What is a fact table what type of data is stored in fact tables?
Table of Contents
- 1 What is a fact table what type of data is stored in fact tables?
- 2 Why is fact table in normal form?
- 3 How do you identify a fact table?
- 4 What is difference between fact table and dimension table?
- 5 What are measures in fact table?
- 6 What is fact table with example?
- 7 Are factfact tables completely normalized?
- 8 What is the difference between normalized and denormalized table structures?
What is a fact table what type of data is stored in fact tables?
A fact table is the central table in a star schema of a data warehouse. A fact table stores quantitative information for analysis and is often denormalized.
Why is fact table in normal form?
Basically the fact table consists of the Index keys of the dimension/ook up tables and the measures. so when ever we have the keys in a table . that itself implies that the table is in the normal form.
What is a fact table in data warehouse?
In data warehousing, a fact table consists of the measurements, metrics or facts of a business process. It is located at the center of a star schema or a snowflake schema surrounded by dimension tables. Each record in this fact table is therefore uniquely defined by a day, product and store.
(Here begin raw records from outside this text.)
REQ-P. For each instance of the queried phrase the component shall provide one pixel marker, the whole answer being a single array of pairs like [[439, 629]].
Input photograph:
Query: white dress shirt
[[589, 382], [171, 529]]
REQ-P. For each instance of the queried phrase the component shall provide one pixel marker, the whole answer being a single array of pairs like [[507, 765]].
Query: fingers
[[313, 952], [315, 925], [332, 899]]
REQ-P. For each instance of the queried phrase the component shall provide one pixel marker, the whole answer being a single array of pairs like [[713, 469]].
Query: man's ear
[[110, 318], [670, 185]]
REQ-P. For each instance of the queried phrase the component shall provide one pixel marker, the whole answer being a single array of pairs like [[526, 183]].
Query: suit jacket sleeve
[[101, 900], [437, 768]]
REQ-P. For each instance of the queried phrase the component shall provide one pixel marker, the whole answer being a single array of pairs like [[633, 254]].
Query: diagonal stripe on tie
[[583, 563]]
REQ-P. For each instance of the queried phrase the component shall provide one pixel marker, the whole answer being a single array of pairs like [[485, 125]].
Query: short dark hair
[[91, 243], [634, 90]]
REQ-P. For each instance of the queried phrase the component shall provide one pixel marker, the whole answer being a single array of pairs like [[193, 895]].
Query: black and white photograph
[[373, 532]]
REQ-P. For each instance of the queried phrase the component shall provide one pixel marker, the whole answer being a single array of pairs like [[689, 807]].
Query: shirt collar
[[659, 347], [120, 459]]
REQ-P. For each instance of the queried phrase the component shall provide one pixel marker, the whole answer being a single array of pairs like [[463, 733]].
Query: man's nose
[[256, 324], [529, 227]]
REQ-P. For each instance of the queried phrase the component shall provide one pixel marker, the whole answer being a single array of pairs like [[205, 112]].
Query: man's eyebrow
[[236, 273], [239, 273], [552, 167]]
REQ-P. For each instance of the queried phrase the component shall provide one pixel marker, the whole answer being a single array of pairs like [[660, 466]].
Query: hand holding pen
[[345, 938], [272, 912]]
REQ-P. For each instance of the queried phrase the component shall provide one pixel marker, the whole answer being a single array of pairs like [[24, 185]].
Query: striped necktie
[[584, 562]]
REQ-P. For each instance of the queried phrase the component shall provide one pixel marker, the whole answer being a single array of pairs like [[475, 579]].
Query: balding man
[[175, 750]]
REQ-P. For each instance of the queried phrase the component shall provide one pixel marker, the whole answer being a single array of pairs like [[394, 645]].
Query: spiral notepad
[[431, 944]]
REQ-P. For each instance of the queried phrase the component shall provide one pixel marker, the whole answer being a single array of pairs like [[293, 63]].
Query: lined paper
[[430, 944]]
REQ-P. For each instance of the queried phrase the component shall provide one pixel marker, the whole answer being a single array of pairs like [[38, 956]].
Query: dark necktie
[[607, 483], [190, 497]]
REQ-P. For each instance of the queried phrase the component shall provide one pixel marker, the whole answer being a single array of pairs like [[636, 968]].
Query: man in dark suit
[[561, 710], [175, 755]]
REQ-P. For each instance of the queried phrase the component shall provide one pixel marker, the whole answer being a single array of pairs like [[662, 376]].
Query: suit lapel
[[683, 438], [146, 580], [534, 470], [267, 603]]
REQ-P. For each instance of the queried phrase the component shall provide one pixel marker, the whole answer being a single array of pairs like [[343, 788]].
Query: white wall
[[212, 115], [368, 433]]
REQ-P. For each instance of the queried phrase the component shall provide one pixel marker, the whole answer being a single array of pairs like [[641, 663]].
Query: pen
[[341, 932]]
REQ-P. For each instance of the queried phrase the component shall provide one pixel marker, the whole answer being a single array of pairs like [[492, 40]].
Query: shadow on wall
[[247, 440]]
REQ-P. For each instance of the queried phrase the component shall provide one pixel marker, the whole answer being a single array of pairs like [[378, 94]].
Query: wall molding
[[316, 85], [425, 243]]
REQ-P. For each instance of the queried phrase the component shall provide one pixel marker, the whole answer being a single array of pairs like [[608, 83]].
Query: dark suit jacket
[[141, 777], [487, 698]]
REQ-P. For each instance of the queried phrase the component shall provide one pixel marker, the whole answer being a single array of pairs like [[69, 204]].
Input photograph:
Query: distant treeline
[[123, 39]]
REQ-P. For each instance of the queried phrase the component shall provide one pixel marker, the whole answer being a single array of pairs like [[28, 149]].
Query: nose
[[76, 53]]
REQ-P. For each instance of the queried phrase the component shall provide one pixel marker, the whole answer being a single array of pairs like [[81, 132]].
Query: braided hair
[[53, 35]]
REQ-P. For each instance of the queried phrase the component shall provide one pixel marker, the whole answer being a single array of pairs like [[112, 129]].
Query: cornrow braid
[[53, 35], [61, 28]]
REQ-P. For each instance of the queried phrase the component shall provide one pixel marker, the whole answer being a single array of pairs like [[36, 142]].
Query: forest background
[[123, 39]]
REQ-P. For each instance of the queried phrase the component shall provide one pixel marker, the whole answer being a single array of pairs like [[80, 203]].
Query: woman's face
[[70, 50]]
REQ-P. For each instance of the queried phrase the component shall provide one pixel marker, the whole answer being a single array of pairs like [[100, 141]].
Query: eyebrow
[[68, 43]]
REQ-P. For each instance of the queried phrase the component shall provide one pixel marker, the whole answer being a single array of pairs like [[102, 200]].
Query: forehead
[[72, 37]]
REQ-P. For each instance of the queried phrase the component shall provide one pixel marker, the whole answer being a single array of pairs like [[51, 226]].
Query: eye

Is fact table a reference table?
Fact table is a measurable event for which dimension table data is collected and is used for analysis and reporting. Collection of reference information about a business. Facts tables could contain information like sales against a set of dimensions like Product and Date.
How do you identify a fact table?
The fact table is usually highly normalized, containing only keys and metrics.
- Identify Subject Areas.
- Within each subject area, identify the operational transactions that depict key business events.
- Identify the major dimensions for each fact table.
- Look for fact tables that contain both facts and dimensions.
What is difference between fact table and dimension table?
The main difference between fact table or reality table and the Dimension table is that dimension table contains attributes on that measures are taken actually table. 1. Fact table contains the measuring on the attributes of a dimension table.
What is denormalized dimension table?
For dimension tables, you generally model these as one table per object. Building the dimension in the ETL system involves joining the various normalized description and hierarchy tables that populate the dimension attributes and writing the results into a single table.
Is star schema normalized or denormalized?
The snowflake schema is a fully normalized data structure. Dimensional hierarchies (such as city > country > region) are stored in separate dimensional tables. On the other hand, star schema dimensions are denormalized.
What are measures in fact table?
A fact table or a fact entity is a table or entity in a star or snowflake schema that stores measures that measure the business, such as sales, cost of goods, or profit.
What is fact table with example?
A fact table is found at the center of a star schema or snowflake schema surrounded by dimension tables. A fact table consists of facts of a particular business process e.g., sales revenue by month by product. Facts are also known as measurements or metrics. A fact table record captures a measurement or a metric.
How do you identify a fact and dimension table?
A foreign key in a fact table is the primary key of a dimension table. If a table has a composite key then it is a fact table. If a table does not have a composite key then it is a dimension table.
Does fact table have primary key?
The fact table also has a primary (composite) key that is a combination of these four foreign keys.
Are factfact tables completely normalized?
Fact tables are completely normalized. The fact table is in normalized structure as the redundant information is maintained in the dimension tables. The fact table contains foreign keys to the dimension tables.
What is the difference between normalized and denormalized table structures?
Dimensional models combine normalized and denormalized table structures. The dimension tables of descriptive information are highly denormalized with detailed and hierarchical roll-up attributes in the same table. Meanwhile, the fact tables with performance metrics are typically normalized.
What is the difference between a fact table and a dimension table?
Generally it is the schema that is denormalized than just the fact table. Fact table ideally contains the aggregatable numeric values and reference keys to the dimension tables for slicing purposes. In some architectures, fact tables could just look like a few columns with numbers. It is the dimension tables that help you analyze those numbers.
Can I DENORMALIZE a table with snowflaked dimension attributes?
While we advise against a fully normalized with snowflaked dimension attributes in separate tables (creating blizzard-like conditions for the business user), a single denormalized big wide table containing both metrics and descriptions in the same table is also ill-advised.